KABAROPOSISI.NET.|BANYUWANGI – Beberapa waktu lalu Pemerintah Desa Sragi Kecamatan Songgon Kabupaten Banyuwangi Jawa Timur, dalam rangka sambut Tahun Baru Islam 1444 H dan Hari Jadi Desa Sragi (HARJASA) Ke-119, gelar kegiatan Kirab ribuan Santri. Mungkin masih rentetan dari dalam rangka Tahun Baru Islam dan Hari Jadi Desanya, hari ini Minggu 7/8/2022 melaksanakan Upacara Tradisional (Adat Jawa) yang dikenal dengan istilah “Ruwatan”.
Dikutip dari beberapa sumber tradisi “Ruwatan” digagas oleh Sunan Kalijaga yang punya peran sentral dalam mengajarkan agama dalam budaya dan adat Jawa di masanya. Tradisi “Ruwatan” dimaksutkan sebagai sarana pengalihan dari tata adat tradisi Kerajaan Hindu ke tata cara tradisi Kerajaan Islam. Tradisi “Ruwatan” menjadi sarana Upacara pembersihan untuk membebaskan seseorang dari kemalangan (balak) dari akibat yang bukan berasal dari diri sendiri, biasanya selalu diikuti dengan pertunjukan “Wayang Kulit” dan tradisi slametan (Tasyakuran).
Upacara “Ruwatan” sebagai salah satu warisan upacara tradisional Jawa yang sampai sekarang masih dilestarikan.

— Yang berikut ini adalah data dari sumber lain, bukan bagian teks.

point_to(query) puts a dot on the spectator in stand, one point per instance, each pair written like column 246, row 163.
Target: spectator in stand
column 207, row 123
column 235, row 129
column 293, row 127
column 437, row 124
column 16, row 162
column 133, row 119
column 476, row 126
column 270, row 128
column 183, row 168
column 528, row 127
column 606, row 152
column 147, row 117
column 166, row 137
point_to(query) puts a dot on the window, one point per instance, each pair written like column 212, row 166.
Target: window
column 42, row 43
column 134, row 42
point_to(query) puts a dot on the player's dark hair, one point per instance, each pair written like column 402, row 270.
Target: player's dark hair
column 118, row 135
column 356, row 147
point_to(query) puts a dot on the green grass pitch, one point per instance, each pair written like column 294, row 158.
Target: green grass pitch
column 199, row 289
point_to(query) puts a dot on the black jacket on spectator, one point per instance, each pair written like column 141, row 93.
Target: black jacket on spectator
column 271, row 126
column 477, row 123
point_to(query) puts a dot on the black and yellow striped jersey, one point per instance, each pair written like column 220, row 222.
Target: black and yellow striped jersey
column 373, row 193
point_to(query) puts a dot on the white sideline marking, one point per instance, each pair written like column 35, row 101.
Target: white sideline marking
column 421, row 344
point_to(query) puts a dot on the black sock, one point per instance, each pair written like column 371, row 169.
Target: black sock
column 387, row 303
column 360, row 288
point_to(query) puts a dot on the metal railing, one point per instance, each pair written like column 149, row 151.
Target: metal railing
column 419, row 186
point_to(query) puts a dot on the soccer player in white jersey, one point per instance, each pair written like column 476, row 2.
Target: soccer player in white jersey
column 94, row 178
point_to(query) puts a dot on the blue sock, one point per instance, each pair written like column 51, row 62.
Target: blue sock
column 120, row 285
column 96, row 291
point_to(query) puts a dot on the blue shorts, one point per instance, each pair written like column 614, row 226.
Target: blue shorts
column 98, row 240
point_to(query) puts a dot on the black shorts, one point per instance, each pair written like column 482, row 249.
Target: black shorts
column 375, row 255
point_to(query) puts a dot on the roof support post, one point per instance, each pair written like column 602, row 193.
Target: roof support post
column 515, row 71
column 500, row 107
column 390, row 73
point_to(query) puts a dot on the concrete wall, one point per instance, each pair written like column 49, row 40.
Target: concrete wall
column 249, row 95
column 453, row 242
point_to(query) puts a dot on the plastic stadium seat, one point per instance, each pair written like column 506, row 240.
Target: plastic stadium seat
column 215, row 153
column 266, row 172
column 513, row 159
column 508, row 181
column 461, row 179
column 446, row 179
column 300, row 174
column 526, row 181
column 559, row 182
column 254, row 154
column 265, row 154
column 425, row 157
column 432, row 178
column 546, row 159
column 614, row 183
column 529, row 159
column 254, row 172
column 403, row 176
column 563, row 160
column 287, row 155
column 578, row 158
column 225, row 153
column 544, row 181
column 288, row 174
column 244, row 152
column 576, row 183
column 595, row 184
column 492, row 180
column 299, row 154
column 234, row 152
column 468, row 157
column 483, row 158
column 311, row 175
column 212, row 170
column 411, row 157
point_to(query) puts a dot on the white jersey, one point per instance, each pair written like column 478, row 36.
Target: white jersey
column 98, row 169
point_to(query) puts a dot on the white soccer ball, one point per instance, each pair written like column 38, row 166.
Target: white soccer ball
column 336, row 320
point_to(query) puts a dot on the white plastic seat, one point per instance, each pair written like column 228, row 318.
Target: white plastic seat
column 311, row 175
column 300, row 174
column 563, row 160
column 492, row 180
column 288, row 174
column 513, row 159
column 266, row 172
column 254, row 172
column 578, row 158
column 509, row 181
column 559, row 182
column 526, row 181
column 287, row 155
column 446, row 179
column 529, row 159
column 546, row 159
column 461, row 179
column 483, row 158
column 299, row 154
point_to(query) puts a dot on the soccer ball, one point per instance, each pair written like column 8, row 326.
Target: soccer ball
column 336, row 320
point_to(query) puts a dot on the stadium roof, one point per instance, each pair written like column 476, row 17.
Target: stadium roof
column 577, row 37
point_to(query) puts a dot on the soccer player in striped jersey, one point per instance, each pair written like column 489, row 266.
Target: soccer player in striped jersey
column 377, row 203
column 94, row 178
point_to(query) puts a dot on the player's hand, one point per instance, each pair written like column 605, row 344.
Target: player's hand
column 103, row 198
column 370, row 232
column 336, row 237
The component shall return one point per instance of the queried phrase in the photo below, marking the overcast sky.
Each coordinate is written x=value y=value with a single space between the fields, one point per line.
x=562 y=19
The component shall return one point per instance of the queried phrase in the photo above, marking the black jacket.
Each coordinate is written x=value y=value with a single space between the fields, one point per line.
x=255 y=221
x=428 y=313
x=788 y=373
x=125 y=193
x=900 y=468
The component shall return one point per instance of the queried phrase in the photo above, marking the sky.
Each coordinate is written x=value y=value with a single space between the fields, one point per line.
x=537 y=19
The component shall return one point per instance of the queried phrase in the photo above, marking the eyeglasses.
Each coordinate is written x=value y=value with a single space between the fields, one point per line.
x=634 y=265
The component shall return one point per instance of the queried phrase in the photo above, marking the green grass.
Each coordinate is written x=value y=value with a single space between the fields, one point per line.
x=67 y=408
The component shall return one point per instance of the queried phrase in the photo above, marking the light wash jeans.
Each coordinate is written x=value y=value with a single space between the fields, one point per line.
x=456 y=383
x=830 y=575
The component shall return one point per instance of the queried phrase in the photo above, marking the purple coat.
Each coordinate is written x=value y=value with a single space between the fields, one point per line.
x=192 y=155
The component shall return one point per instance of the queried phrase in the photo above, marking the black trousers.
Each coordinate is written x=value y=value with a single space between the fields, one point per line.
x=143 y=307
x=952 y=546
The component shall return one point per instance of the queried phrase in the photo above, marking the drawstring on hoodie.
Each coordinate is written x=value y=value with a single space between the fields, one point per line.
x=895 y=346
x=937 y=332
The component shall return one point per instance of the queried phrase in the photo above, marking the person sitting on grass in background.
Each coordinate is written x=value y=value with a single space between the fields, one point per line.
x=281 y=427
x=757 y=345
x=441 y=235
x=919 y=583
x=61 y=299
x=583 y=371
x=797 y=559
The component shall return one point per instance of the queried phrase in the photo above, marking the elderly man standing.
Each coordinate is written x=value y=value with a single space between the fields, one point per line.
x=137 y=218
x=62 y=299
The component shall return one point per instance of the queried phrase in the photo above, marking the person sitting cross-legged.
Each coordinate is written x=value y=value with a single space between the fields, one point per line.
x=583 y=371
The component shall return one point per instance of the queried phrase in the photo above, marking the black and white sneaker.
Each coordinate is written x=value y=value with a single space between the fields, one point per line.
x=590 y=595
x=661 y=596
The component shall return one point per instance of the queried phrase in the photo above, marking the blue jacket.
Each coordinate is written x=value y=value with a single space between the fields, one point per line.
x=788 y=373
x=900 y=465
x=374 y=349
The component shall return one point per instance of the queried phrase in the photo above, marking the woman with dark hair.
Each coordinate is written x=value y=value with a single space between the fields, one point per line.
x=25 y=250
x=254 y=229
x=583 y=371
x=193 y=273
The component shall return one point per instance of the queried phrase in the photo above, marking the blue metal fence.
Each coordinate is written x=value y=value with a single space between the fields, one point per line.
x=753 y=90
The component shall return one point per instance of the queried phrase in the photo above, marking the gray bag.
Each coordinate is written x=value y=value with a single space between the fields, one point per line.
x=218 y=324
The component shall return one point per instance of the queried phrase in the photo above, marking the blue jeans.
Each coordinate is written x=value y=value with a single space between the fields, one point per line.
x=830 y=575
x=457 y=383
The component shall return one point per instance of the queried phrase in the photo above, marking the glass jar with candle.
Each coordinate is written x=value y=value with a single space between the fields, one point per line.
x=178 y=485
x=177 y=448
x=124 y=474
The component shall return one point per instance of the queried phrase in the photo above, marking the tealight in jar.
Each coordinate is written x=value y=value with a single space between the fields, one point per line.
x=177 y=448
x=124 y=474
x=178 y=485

Salah satu contoh yang dilakukan oleh Pemerintah Desa Sragi dalam rangka peringati Hari Jadi Desa-nya Ke-119 yang bertepatan dengan Tahun Baru Islam 1444 H bulan Muharam (Syuro) kali ini. Di tahun-tahun sebelumnya (sebelum masa pandemi covid-19), Pemerintah Desa Sragi peringati Hari Jadi Desanya (Tradisi Ruwatan) dengan meriah dan dipastikan ada hiburan rakyat berupa pagelaran “Wayang Kulit” dan kesenian rakyat lainya.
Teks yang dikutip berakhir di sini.